The horses shifted dangerously off course, and she gave a sharp tug on the reins to set them right again. “Didn’t you attend Cambridge? What did you learn there, if not Shakespeare?”

“Not that.”

Adelaide laughed.

“You should know nothing about it, either.” But he was laughing, too.

“I should not know that some believe the purest love can only exist between two men, and women are merely sport?” She shook her head, smiling. “It’s too late, I’m afraid. I’ve already read the Greeks.”

He gave her an amused look. “I doubt what happens between lovers is ever pure.”

“The poem is clearly about the beauty of youth in general,” she said. “Not a specific person. He could not be speaking to a lover in such terms. A lover would never abide it.”

“What do you mean?” Nick asked quizzically.

“‘Shall I compare thee to a summer’s day? Thou art more lovely, and more temperate,’” Adelaide quoted. She snorted. “Temperate! That is what one wishes to hear from a governess, not a lover. I should empty a teakettle on his lap, so he understood I was capable of heat.”

Nick winced. “I shall keep that in mind, if I am ever filled with the misguided desire to write you a poem.” He glanced sideways at her. “You would prefer to be told of black wires, then?”

Adelaide considered. “I think I would not mind that my lover recognized my black wires for what they were, if those black wires were loved.”

“Hmm,” he said. “I suppose we all want that, selfish though it is.”

“Why is that selfish?”

“Because we ask for more than we can give.”

What on earth did he mean by that? Adelaide gave a perplexed shake of her head. “Surely you don’t think love demands perfection?
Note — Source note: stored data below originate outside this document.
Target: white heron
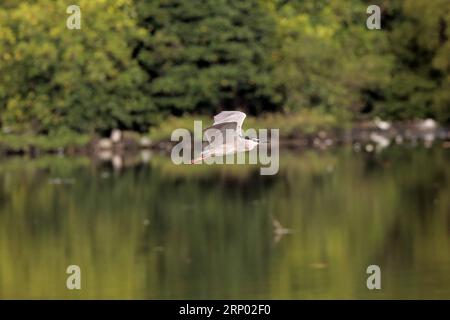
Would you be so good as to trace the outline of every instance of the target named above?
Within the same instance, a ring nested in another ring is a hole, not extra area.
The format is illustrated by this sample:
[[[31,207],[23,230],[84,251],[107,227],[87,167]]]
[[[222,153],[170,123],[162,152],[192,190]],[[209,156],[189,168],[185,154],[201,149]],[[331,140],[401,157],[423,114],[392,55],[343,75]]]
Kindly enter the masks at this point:
[[[258,139],[246,138],[242,135],[242,123],[245,117],[246,114],[240,111],[222,111],[214,116],[213,125],[204,130],[209,144],[191,163],[199,163],[213,156],[253,150],[259,142]]]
Of course love must acknowledge faults, or it is not truly love at all.”

“Exactly.” He twitched the reins. “If that is the standard, then true love does not exist. Love most certainly alters when it alteration finds. When I was eleven, my mother loved me. When I was twelve, she cast me out. Is that love? Or did it snap with Nate’s ankle?” He looked at Adelaide. “Do you know the story?”

“No,” she said. “That is, I heard it from Alice, but I have not heard it from you.”

“The facts remain the same. Does it matter who tells it?”

“Of course it does,” Adelaide said softly.

“Very well.” He waited until a curricle passed before continuing. “The earldom of Wintham follows a rather…unique…pattern of inheritance. First sons die under mysterious circumstances before begetting an heir of their own, leaving second sons to claim the title. My own father was an only son, but his father—my grandfather—was second born. From the time of my birth, my parents looked on me as a threat. When Nathaniel was given lessons in fencing, I was not. They didn’t want me to learn how to kill. When we fought, as brothers will, I was always the one who was whipped.”

Her hand was tucked in his own before she realized what she was doing. “Oh, Nick. I’m so sorry.”

“When we were twelve, we climbed the old oak tree at Haverly. I don’t remember the argument, only that I pushed him and he fell, breaking his ankle. I’ll never forget the sound it made as the bone broke. If he hadn’t been screaming, I would have thought him dead. It was the worst moment of my life. Worse, even, than the banishment that came an hour later. But the banishment lasted until this past month, whereas his ankle was fully healed within half a year.”